Y no se podía llegar mucho más lejos.

—Estaba esperando que me llamara —dijo Mandrake cuando Richard le telefoneó desde el mostrador de la UCI cardíaca—. La señora Davenport me ha dicho que habló con usted de los mensajes que ha estado recibiendo.

“No puedo, hacer esto —pensó Richard, y estuvo a punto de colgar el teléfono—. Es traicionar a Joanna. A ella no le importaría —pensó de repente—. Lo único que le importaba era llevarme el mensaje.”

—Quiero verlo —dijo—. ¿Está en su despacho?

—Sí, pero me temo que tengo vanas citas esta tarde, y mi editor… —Hubo una pausa, presumiblemente mientras comprobaba su agenda—. ¿Le vendría bien a las dos…? No, tengo una reunión… y mi publicista viene a las tres. ¿Le viene bien a la una?

—A la una —dijo Richard, y colgó, pensando que con suerte en la próxima hora y media encontraría la respuesta y no tendría que hablar con él.

Revisó de nuevo las transcripciones de Joanna, haciendo una lista de todo lo que contenían: la piscina, Scotland Road, la sala de correo, la llave… la llave. ¿Qué era la llave? Cohetes, gimnasio, bicicletas mecánicas, sala de comunicaciones, sacas de correo… Buscaba elementos comunes en su ECM y la de Amelia Tanaka.

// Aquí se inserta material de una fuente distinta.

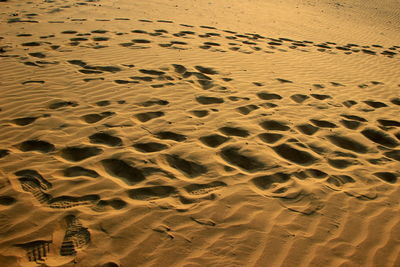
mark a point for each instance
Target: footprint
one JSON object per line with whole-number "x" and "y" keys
{"x": 270, "y": 138}
{"x": 4, "y": 152}
{"x": 141, "y": 41}
{"x": 307, "y": 129}
{"x": 77, "y": 237}
{"x": 201, "y": 189}
{"x": 268, "y": 96}
{"x": 103, "y": 103}
{"x": 375, "y": 104}
{"x": 153, "y": 102}
{"x": 274, "y": 125}
{"x": 323, "y": 123}
{"x": 62, "y": 104}
{"x": 152, "y": 72}
{"x": 122, "y": 170}
{"x": 354, "y": 118}
{"x": 321, "y": 97}
{"x": 36, "y": 145}
{"x": 179, "y": 68}
{"x": 24, "y": 121}
{"x": 232, "y": 155}
{"x": 283, "y": 80}
{"x": 347, "y": 143}
{"x": 115, "y": 203}
{"x": 152, "y": 192}
{"x": 395, "y": 101}
{"x": 349, "y": 103}
{"x": 393, "y": 154}
{"x": 266, "y": 182}
{"x": 213, "y": 140}
{"x": 78, "y": 153}
{"x": 43, "y": 183}
{"x": 352, "y": 125}
{"x": 299, "y": 98}
{"x": 36, "y": 251}
{"x": 33, "y": 186}
{"x": 67, "y": 202}
{"x": 389, "y": 123}
{"x": 7, "y": 200}
{"x": 340, "y": 180}
{"x": 388, "y": 177}
{"x": 245, "y": 110}
{"x": 207, "y": 100}
{"x": 105, "y": 139}
{"x": 200, "y": 113}
{"x": 150, "y": 147}
{"x": 188, "y": 168}
{"x": 93, "y": 118}
{"x": 206, "y": 70}
{"x": 341, "y": 163}
{"x": 166, "y": 135}
{"x": 146, "y": 116}
{"x": 80, "y": 171}
{"x": 294, "y": 155}
{"x": 379, "y": 137}
{"x": 234, "y": 131}
{"x": 31, "y": 44}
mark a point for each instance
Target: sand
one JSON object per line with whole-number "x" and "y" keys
{"x": 199, "y": 133}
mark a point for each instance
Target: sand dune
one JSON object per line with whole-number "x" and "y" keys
{"x": 193, "y": 133}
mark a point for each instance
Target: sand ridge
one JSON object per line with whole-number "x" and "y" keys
{"x": 133, "y": 141}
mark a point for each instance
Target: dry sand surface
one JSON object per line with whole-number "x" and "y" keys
{"x": 199, "y": 133}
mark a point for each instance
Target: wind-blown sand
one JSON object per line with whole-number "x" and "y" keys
{"x": 199, "y": 133}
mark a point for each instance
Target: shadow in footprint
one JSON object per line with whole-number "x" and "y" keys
{"x": 80, "y": 171}
{"x": 122, "y": 170}
{"x": 234, "y": 131}
{"x": 188, "y": 168}
{"x": 294, "y": 155}
{"x": 213, "y": 140}
{"x": 233, "y": 156}
{"x": 36, "y": 145}
{"x": 150, "y": 147}
{"x": 78, "y": 153}
{"x": 166, "y": 135}
{"x": 146, "y": 116}
{"x": 151, "y": 193}
{"x": 347, "y": 143}
{"x": 105, "y": 139}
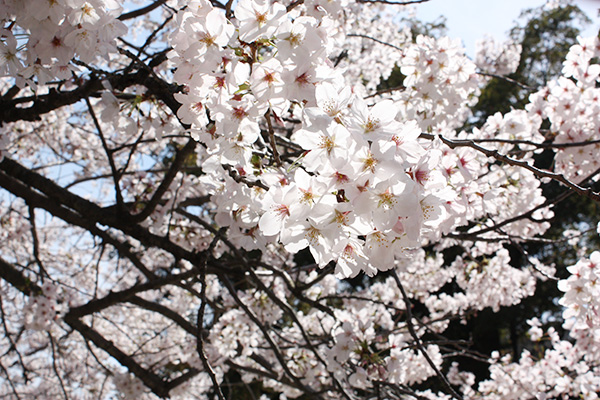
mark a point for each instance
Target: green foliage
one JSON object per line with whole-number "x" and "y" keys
{"x": 545, "y": 37}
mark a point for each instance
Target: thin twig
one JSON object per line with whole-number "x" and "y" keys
{"x": 200, "y": 323}
{"x": 411, "y": 330}
{"x": 272, "y": 138}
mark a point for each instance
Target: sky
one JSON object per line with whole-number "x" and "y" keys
{"x": 470, "y": 20}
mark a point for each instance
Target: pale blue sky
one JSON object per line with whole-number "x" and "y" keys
{"x": 471, "y": 19}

Las dos habían mencionado puertas y frascos, un frasco de productos químicos en el caso de Amelia y de tinta en el de Joanna, pero no había habido ninguno en su caso. ¿Una llave? El tuvo que girar la llave para abrir la puerta del pasillo, el señor Briarley había ido a la sala de correo para tomar la llave del armario que contenía los cohetes, el marinero que había manejado la lámpara Morse había dicho algo sobre una llave, y Amelia, al hablar del catalizador, había dicho: “Tenía que encontrar la llave.”

“Eso es demasiado forzado”, pensó, y Joseph Leibrecht no había dicho nada de ninguna llave. Y llave no era una de las palabras subrayadas en las transcripciones.